By Claire Booth
Once upon a
time, there was a great radio station. It played good music—almost college radio
station good. Lots of variety, bands you’d never heard before, nothing from the
Top 40, the occasional out-there choice that made you suspect the person who
chose it was probably stoned. There were commercials just a few times an hour,
and there was never a DJ. Nobody talked, ever. There was no morning show, no silly
contests, no call-in chats.
People loved
this station (me included). Until somewhat recently, I didn’t have a car that
was equipped with Bluetooth. It wasn’t even equipped with a reliable CD player.

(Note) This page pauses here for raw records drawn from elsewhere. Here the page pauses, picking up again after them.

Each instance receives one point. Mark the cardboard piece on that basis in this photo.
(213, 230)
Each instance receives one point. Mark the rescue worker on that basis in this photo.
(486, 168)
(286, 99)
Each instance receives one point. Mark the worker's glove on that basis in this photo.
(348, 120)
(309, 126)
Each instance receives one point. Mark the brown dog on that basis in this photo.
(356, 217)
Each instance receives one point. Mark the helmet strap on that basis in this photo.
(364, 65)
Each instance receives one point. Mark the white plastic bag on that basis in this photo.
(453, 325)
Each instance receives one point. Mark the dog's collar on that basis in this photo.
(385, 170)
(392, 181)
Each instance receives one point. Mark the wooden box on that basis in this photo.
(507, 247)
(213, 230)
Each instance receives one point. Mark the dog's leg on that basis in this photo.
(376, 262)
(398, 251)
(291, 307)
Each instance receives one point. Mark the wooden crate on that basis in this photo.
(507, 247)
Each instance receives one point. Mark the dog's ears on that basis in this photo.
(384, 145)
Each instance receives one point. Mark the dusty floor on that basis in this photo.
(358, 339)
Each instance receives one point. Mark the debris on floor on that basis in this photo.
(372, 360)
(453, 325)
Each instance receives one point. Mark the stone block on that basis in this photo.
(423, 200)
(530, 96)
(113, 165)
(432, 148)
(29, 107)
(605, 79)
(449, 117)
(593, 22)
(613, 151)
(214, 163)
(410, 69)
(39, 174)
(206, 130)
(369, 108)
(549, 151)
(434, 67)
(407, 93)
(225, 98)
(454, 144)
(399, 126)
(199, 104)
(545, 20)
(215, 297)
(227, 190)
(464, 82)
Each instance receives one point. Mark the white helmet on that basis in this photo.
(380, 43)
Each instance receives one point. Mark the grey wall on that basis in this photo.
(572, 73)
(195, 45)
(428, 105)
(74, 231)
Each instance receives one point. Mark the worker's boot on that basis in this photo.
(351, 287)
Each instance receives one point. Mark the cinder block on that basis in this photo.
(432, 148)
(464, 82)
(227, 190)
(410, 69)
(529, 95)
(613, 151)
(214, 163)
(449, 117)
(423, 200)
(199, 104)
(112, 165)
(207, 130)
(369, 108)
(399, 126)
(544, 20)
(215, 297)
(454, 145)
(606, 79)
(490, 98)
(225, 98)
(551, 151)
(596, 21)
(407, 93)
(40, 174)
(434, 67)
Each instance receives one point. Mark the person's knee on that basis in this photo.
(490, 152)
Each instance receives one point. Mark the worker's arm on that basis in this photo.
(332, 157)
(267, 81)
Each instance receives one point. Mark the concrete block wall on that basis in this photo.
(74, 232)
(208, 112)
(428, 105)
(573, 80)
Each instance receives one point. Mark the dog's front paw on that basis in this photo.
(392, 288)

So if I wanted music, radio was my only option.
This station
was heaven. And it did something interesting that I hadn’t encountered before. Listeners
could text in “like” or “dislike” for every song. Too many dislikes and a song
got pulled from the rotation, sometimes even getting yanked right in the middle
of the song. This was awesome and vastly more entertaining to me than the average
morning show.
They say now
that this “text your like/dislike” has spread throughout the industry. I have
no idea if that’s true. I will say that when it started, and no one had heard
of it being done before, it did feel like your opinion counted. It might have
been merely an illusion—like when an amusement park makes the chained zig-zag
lines so long that it feels like the line’s moving even when it’s not. We’re going to lead you to believe we’re
listening, even though we’re definitely not, you gullible sap who still doesn’t
have satellite radio and so can’t turn us off without being forced to sit there
in silence with nothing but her own thoughts. That’s okay. I’ll take that
kind of feel-in-control-of-some-part-of-your-life delusion when I’m trapped in my
car at the sixth red stoplight within a quarter-mile stretch.
But then
(and I think you know where this is going), my little radio station got found
out—by evil corporate scouts or Maleficent or Grendel or something. I don’t
know. Now it has talking, way too many commercials, and absolutely no original
or undiscovered music. The worst thing is that even with the talking, it’s all
the same generic stuff from the same voice as one on a different station in my
market. Literally. It’s the same guy, saying the same things about entering the
same multi-market contest with the same code word. So now I have to sit through
a DJ, and it’s not even resulting in legit employment for people of the DJ
persuasion. It’s just some corporation adding to one employee’s workload,
probably without a matching bump in compensation.
As a result,
I’ve sadly hit a final “dislike” and turned my little station off for good. I’ll
probably pop in once in a while to see if it’s still terrible, but then it will
be back to my Bluetooth and this wonderful world I’ve discovered—podcasts!